Category: Bridges

  • The Mon

    Looking east up the Monongahela River from Mount Washington.

  • Sun and Shade

    Patterns of sun and shade on the rocks in the middle of Saw Mill Run, Seldom Seen, with a railroad bridge in the background.

  • Construction on the Rachel Carson Bridge

    The Ninth Street or Rachel Carson Bridge is closed for construction for a while. Here we see it in early-morning light.

  • Panhandle Bridge

    An outbound Blue Line car heads toward Station Square on the Panhandle Bridge, an old railroad bridge repurposed, along with the railroad tunnel under downtown, for the subway in the 1980s.

  • Hot Metal Bridge

    This rehabilitated pair of bridges gets its name from the fact that the downstream span was used to transport hot metal across the river between the two sections of the giant J&L steel plant. The upstream span (which technically used to be the Monongahela Connecting Railroad Bridge) is now open to automobile traffic; the downstream span is reserved for bicycles.

    Although official records spell this “Hot Metal Bridge,” it is always pronounced “Hotmetal Bridge,” with the accent on the first syllable.

  • Fort Pitt Bridge from Liberty Avenue

    With bonus abstract sculpture and cloud of steam from the infernal regions.

  • Sixth Street Bridge in Early-Morning Sun

    The Roberto Clemente or Sixth Street Bridge is bathed in early-morning sunshine, as seen from the dimness of still-unilluminated Sixth Street downtown.

  • Birmingham Bridge

    This is a lot of bridge for its location.
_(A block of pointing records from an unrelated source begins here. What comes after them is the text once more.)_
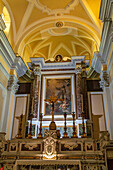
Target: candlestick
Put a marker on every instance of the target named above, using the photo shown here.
(40, 134)
(30, 127)
(82, 102)
(19, 135)
(83, 126)
(65, 127)
(74, 132)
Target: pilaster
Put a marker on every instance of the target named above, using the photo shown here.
(37, 76)
(10, 103)
(78, 72)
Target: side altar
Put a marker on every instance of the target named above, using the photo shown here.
(57, 132)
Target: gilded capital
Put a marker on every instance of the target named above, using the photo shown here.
(78, 70)
(12, 84)
(104, 79)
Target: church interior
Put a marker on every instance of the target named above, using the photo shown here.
(56, 85)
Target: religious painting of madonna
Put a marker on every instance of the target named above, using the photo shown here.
(62, 89)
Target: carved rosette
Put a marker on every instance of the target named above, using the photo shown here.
(50, 144)
(12, 84)
(104, 79)
(78, 91)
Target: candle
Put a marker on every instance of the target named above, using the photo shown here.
(82, 101)
(72, 103)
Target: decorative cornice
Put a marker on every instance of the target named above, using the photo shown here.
(36, 71)
(60, 65)
(70, 6)
(4, 71)
(12, 84)
(104, 79)
(7, 53)
(6, 50)
(96, 62)
(2, 23)
(19, 66)
(78, 70)
(106, 9)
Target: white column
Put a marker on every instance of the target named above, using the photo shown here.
(108, 103)
(4, 92)
(108, 111)
(10, 103)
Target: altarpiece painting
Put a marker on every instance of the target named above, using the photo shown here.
(62, 89)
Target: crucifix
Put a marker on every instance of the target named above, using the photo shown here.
(53, 100)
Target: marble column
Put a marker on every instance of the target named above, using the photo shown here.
(1, 7)
(84, 90)
(107, 87)
(31, 96)
(37, 76)
(78, 91)
(10, 103)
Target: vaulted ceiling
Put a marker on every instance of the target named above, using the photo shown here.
(46, 28)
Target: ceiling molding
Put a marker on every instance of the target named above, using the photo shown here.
(70, 6)
(90, 13)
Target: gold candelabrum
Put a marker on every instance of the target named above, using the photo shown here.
(83, 125)
(74, 128)
(40, 133)
(53, 100)
(65, 127)
(19, 135)
(30, 127)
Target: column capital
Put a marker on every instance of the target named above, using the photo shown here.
(2, 23)
(37, 71)
(104, 79)
(1, 6)
(78, 70)
(12, 84)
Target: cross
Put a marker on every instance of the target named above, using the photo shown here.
(53, 100)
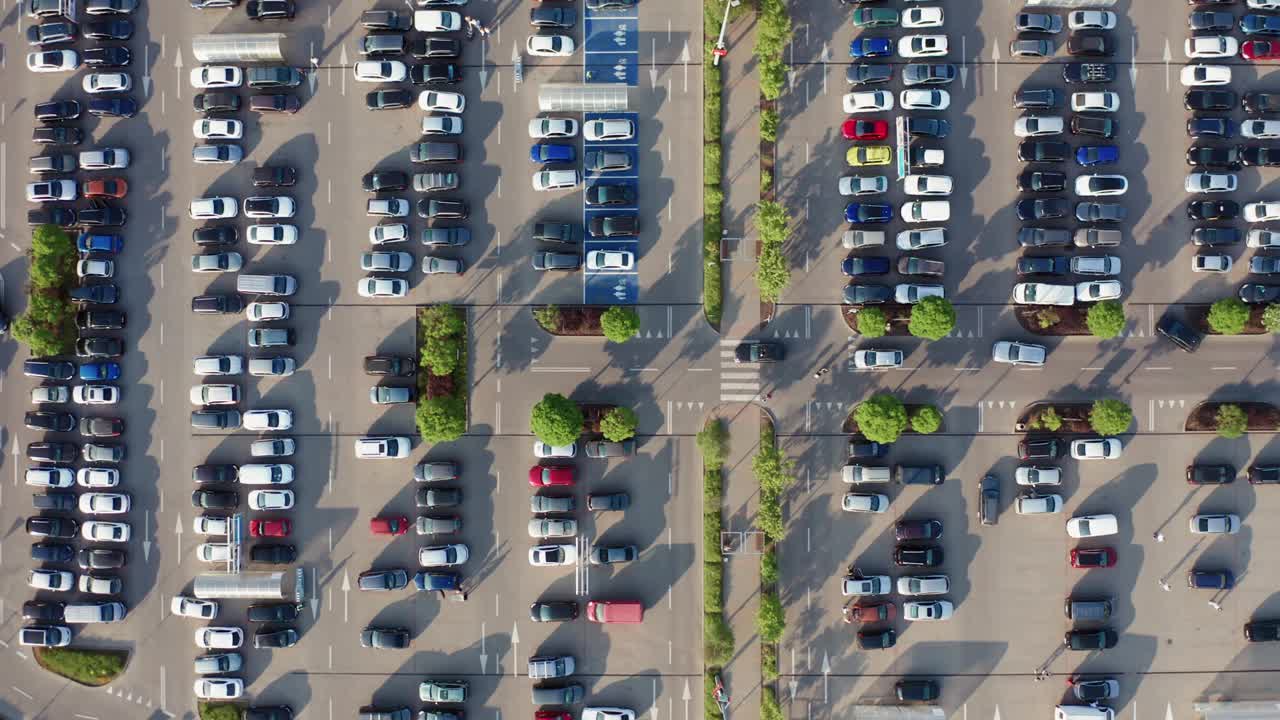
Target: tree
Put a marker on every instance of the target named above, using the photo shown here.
(927, 419)
(556, 419)
(932, 318)
(871, 322)
(1110, 417)
(1105, 319)
(1228, 315)
(620, 323)
(881, 418)
(1232, 420)
(618, 424)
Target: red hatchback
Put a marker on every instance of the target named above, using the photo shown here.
(864, 130)
(389, 525)
(551, 475)
(1093, 557)
(277, 528)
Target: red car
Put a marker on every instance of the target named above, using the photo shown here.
(1260, 50)
(551, 475)
(1093, 557)
(389, 525)
(864, 130)
(277, 528)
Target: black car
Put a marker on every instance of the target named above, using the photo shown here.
(274, 176)
(49, 420)
(218, 304)
(274, 613)
(273, 554)
(1212, 209)
(1205, 100)
(379, 181)
(1041, 208)
(215, 500)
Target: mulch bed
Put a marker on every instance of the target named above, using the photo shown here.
(1072, 320)
(1075, 418)
(1262, 417)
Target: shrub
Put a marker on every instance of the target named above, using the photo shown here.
(1105, 319)
(1110, 417)
(881, 418)
(927, 419)
(620, 323)
(1228, 315)
(618, 424)
(932, 318)
(1232, 420)
(556, 419)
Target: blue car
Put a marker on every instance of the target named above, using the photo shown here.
(871, 48)
(99, 242)
(868, 213)
(544, 153)
(1092, 155)
(100, 372)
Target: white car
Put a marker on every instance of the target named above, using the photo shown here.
(1092, 525)
(380, 71)
(270, 500)
(1019, 352)
(219, 688)
(1201, 76)
(923, 584)
(442, 101)
(878, 359)
(1211, 46)
(1036, 475)
(609, 260)
(864, 502)
(1091, 19)
(548, 555)
(186, 606)
(1262, 212)
(219, 638)
(927, 185)
(860, 185)
(923, 17)
(1211, 182)
(1038, 504)
(926, 212)
(1097, 291)
(918, 99)
(216, 76)
(53, 62)
(1215, 524)
(99, 83)
(922, 45)
(97, 477)
(104, 504)
(218, 128)
(382, 287)
(213, 208)
(549, 45)
(1096, 101)
(1036, 126)
(1096, 265)
(543, 128)
(95, 395)
(868, 101)
(103, 531)
(928, 610)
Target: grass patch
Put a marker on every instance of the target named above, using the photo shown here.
(94, 668)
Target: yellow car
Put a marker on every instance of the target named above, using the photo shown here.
(864, 155)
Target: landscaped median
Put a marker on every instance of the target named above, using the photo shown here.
(442, 378)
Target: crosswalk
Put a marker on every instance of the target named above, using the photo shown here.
(740, 382)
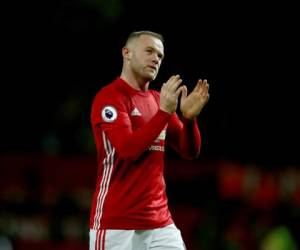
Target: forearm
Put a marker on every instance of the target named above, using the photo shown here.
(190, 139)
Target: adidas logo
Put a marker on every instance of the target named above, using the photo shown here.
(136, 112)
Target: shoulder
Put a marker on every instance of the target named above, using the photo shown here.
(110, 95)
(155, 93)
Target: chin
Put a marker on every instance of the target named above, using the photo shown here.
(150, 77)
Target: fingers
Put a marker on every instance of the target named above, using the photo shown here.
(173, 83)
(183, 93)
(202, 86)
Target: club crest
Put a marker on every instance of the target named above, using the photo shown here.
(109, 114)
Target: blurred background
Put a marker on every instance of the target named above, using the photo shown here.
(243, 192)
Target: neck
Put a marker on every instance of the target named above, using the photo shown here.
(134, 81)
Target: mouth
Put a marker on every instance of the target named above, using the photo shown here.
(153, 67)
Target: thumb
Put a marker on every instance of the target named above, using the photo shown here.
(183, 93)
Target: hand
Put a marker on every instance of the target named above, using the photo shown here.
(169, 94)
(192, 104)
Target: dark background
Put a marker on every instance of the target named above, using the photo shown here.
(247, 51)
(57, 54)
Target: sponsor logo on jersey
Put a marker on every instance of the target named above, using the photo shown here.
(156, 148)
(162, 136)
(109, 114)
(135, 112)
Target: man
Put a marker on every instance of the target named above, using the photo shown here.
(130, 125)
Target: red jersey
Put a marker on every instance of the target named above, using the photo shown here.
(130, 132)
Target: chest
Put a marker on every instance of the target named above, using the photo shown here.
(142, 109)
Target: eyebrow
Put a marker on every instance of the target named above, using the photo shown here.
(159, 53)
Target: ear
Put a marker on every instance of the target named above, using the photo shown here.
(126, 53)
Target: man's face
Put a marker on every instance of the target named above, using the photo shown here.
(147, 55)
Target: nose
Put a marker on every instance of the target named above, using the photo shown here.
(156, 59)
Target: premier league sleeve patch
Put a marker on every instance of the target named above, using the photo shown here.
(109, 114)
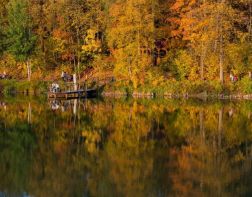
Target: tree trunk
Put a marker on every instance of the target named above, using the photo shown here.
(221, 54)
(28, 66)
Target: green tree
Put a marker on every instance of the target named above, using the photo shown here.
(21, 39)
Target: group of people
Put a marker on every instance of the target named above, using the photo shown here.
(66, 77)
(55, 87)
(233, 78)
(4, 75)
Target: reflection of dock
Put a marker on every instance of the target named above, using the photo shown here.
(72, 94)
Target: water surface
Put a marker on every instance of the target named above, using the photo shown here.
(125, 147)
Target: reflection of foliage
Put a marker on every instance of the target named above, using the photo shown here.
(16, 144)
(126, 148)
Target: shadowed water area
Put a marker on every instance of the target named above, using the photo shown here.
(125, 147)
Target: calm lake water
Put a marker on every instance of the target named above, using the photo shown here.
(125, 147)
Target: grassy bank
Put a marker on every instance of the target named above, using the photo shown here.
(8, 87)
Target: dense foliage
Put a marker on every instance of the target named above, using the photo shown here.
(138, 41)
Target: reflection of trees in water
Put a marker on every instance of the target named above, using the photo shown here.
(129, 148)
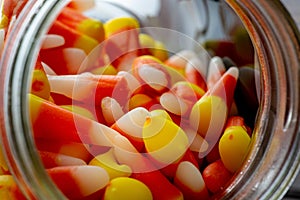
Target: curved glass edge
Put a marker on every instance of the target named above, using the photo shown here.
(274, 161)
(19, 55)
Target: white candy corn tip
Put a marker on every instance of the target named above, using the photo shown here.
(155, 78)
(190, 176)
(74, 58)
(2, 35)
(64, 160)
(197, 142)
(83, 5)
(48, 69)
(132, 82)
(132, 122)
(173, 104)
(234, 72)
(215, 71)
(52, 41)
(196, 64)
(111, 110)
(90, 179)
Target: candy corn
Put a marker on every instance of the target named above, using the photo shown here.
(108, 162)
(164, 140)
(233, 146)
(127, 188)
(160, 187)
(50, 160)
(91, 89)
(79, 181)
(9, 189)
(216, 176)
(189, 179)
(131, 125)
(209, 114)
(85, 25)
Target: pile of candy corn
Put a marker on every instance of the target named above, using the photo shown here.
(115, 116)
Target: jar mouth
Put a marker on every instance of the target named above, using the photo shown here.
(277, 109)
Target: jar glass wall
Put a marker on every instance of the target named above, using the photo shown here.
(273, 159)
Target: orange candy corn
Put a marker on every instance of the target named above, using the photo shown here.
(39, 84)
(159, 185)
(73, 38)
(216, 176)
(9, 189)
(79, 181)
(209, 114)
(190, 181)
(51, 122)
(151, 73)
(91, 89)
(77, 21)
(76, 150)
(50, 160)
(122, 42)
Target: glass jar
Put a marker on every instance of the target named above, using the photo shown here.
(273, 160)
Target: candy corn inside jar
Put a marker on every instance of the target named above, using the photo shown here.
(158, 100)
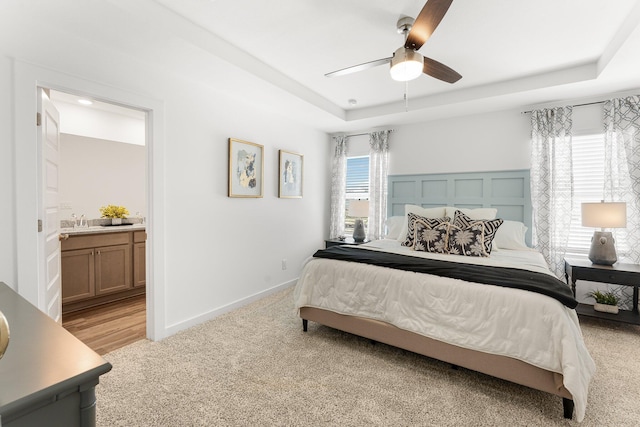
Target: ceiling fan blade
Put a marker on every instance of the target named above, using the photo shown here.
(359, 67)
(440, 71)
(426, 22)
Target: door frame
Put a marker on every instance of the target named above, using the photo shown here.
(30, 284)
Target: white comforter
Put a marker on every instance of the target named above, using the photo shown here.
(524, 325)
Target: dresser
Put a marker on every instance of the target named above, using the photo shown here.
(47, 376)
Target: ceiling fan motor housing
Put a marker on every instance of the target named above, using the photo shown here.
(406, 64)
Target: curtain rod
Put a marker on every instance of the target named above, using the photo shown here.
(576, 105)
(362, 134)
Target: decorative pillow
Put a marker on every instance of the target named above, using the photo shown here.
(411, 223)
(511, 235)
(394, 225)
(418, 210)
(478, 213)
(472, 237)
(431, 236)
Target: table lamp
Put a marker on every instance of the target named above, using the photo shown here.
(603, 215)
(359, 209)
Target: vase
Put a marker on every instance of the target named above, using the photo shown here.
(606, 308)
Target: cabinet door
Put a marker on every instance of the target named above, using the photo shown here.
(113, 269)
(77, 275)
(139, 264)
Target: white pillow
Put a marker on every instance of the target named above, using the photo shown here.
(511, 235)
(394, 225)
(479, 213)
(418, 210)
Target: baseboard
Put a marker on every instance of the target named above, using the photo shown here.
(177, 327)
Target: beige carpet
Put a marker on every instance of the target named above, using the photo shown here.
(255, 367)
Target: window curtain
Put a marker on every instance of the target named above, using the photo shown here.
(622, 164)
(338, 187)
(551, 183)
(378, 171)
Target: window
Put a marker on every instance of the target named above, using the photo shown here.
(588, 186)
(357, 185)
It was originally meant to carry an expressway that would connect Oakland with the South Hills, merrily destroying huge tracts of city along the way. Fortunately this is the only part of it that was built. In the picture below you can see, in the lower right corner, the stub of an entrance ramp that was never completed.

  • Roberto Clemente Bridge

    The Sixth Street or Roberto Clemente Bridge, looking toward the North Side, in glorious black and white.

  • Skyline and Sixteenth Street Bridge

    From the shore of the Allegheny. The immensity of the U. S. Steel Tower is particularly obvious from this angle.

    Camera: Konica-Minolta DiMAGE Z3.